Are casinos “inherently” harmful? I would say it’s more that some are vulnerable to it, and children more so due to having less developed self control. I wouldn’t call it uniform or inevitable.

Arianity (profile) says:

Re: Re:

Eh, I mean most businesses are trying to do that, right? If you look at it like an entertainment expense, paying money for an experience isn’t inherently harmful. It’s not so different from a night out at Disneyland or the movies, they’re trying to bilk you too. Where it becomes a problem is when it intentionally taps into addictive behaviors/lack of self control. And gambling gets it’s hooks into people a lot more than Disneyland.

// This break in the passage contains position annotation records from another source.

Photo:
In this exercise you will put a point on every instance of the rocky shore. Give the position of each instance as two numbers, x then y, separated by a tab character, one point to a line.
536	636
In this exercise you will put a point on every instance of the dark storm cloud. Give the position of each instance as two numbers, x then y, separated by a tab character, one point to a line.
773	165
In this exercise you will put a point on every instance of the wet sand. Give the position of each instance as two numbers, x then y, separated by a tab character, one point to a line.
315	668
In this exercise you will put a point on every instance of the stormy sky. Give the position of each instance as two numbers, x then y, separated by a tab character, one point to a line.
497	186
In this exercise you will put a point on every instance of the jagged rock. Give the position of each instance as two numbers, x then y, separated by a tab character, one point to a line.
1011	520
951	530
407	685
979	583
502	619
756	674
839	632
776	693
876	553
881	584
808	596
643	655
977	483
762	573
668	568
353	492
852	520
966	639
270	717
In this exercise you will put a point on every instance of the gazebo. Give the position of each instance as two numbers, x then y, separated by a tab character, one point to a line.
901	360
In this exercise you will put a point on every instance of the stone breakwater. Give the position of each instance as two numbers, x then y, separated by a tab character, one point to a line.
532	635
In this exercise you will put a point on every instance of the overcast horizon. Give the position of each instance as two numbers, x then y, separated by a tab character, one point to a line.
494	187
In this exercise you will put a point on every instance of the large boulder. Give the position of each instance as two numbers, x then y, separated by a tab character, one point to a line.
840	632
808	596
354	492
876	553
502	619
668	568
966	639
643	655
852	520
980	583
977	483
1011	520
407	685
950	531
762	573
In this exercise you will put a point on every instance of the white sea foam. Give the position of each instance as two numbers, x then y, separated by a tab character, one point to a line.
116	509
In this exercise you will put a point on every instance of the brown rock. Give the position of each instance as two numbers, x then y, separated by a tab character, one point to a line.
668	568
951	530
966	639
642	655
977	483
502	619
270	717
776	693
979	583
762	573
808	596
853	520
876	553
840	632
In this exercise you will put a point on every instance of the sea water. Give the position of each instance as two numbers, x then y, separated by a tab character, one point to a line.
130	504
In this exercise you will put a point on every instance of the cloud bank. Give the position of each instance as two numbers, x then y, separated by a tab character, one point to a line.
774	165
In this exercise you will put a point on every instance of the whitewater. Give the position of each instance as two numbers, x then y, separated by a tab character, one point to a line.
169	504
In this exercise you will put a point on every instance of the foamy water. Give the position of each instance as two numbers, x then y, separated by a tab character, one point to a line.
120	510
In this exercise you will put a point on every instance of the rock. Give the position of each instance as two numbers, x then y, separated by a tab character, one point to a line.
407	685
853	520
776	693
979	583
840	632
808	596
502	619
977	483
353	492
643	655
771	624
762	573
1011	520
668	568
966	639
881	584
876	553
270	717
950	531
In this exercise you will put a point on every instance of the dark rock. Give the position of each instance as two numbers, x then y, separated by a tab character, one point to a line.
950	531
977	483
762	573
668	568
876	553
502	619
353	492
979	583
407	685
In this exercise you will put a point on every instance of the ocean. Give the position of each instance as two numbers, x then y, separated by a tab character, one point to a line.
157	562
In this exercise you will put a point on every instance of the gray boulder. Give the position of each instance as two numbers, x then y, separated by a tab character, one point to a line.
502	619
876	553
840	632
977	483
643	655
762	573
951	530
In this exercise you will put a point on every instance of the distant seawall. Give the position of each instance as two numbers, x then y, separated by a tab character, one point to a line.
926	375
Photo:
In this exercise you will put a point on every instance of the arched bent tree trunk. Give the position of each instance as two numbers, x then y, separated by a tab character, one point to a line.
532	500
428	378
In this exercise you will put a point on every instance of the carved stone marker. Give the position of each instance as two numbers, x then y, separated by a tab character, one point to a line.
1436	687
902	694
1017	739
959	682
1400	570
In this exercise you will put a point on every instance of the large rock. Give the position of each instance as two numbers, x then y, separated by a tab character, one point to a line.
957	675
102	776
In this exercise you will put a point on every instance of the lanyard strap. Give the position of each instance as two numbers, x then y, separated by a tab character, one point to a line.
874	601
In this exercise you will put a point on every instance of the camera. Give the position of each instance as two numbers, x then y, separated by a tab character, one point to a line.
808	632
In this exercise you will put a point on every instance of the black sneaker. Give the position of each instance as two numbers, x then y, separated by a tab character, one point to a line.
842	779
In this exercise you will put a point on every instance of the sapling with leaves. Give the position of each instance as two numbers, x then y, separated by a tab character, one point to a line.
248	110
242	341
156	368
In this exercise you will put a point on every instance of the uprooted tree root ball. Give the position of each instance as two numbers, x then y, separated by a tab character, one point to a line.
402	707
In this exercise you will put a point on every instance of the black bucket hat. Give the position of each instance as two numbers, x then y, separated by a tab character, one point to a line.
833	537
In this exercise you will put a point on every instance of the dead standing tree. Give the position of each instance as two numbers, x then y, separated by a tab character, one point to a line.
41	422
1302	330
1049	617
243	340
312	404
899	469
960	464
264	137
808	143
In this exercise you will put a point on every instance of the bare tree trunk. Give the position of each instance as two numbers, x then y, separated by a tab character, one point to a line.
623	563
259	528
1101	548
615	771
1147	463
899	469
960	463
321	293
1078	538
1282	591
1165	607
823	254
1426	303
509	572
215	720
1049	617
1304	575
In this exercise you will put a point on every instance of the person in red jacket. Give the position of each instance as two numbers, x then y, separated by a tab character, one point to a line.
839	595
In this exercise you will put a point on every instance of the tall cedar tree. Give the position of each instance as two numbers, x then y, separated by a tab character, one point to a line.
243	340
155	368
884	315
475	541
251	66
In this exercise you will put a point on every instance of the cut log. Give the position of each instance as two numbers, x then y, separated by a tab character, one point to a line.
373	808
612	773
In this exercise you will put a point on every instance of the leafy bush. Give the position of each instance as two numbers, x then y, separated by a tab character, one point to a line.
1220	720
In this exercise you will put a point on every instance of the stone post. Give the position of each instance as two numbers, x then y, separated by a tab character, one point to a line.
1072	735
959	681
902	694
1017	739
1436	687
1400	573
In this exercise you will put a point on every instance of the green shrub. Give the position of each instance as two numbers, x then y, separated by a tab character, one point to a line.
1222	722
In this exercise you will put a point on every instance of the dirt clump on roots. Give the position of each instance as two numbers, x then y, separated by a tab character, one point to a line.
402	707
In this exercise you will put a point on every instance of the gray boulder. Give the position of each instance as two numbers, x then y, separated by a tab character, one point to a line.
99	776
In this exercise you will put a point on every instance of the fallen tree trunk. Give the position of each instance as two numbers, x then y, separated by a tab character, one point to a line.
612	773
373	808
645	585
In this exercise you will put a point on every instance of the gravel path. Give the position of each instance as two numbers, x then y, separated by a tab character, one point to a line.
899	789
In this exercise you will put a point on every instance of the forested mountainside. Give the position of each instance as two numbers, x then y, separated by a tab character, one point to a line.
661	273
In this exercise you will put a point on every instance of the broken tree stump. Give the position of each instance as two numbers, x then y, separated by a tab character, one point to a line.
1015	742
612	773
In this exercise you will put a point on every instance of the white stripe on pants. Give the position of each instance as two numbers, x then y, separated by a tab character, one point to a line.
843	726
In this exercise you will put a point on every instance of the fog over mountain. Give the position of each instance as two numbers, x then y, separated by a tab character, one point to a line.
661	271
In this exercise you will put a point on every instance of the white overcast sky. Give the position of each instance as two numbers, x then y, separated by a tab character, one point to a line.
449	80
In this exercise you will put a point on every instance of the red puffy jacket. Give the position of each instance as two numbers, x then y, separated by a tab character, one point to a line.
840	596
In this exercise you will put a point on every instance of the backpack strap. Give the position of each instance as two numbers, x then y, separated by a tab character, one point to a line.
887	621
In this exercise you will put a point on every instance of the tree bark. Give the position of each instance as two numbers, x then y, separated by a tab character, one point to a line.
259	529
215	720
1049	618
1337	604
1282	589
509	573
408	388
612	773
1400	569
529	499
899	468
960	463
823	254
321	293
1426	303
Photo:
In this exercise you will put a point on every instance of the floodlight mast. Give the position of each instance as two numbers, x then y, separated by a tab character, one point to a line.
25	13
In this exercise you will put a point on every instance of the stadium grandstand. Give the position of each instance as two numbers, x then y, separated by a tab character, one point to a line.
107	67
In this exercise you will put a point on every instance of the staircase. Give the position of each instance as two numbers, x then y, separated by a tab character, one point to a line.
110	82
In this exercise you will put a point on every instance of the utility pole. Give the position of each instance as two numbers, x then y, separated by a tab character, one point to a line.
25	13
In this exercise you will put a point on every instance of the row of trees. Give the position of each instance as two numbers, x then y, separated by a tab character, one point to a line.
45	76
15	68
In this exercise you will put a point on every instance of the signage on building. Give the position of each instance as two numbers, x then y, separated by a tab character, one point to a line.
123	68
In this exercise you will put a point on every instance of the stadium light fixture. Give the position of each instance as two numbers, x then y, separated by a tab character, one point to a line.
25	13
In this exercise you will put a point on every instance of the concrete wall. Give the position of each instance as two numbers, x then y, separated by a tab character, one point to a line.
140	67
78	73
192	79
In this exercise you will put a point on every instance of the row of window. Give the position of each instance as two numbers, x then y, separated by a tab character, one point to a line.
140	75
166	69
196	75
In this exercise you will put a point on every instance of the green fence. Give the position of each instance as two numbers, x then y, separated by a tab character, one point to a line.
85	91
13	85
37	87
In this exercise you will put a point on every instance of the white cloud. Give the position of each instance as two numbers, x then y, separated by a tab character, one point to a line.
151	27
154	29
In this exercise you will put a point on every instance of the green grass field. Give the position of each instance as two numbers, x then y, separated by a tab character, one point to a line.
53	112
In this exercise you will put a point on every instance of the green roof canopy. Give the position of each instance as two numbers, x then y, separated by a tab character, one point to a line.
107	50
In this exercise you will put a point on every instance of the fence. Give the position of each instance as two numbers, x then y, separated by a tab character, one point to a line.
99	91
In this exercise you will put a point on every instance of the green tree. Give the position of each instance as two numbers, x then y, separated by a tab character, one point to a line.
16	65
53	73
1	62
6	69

I’ve never been a gambling guy because I hate knowing it’s rigged, but I have friends that treat it like a night out. They bring $100 once a month, and once it’s gone, night’s over. If they win, that’s a bonus. But then you get that one guy who can’t make rent because he blew it all on payday looking for his next hit.

cls says:

not a moral panic at all!

All of this banning the youth is just cover for sports betting! Sports betting is huge in Aus, and everywhere, these days.

Folks were concerned that kids were involved, and sports betting interests didn’t want to give up anything, so they went hardball and invented “think of the children” to keep the underage out – of everything.

Anonymous Coward says:

When harm is treated as universal, the response almost inevitably becomes universal exclusion. Nuance collapses. Differences between children — in temperament, resilience, social context, family support, identity, and need — are flattened into a single risk profile.

This is the key point in the article IMO.

Not a single person who claims to be “reducing harm” to kids by creating age-gating/censorship policies ever bothers to give any serious measure of the “harm” they claim to be preventing.

The cure should not be worse than the disease.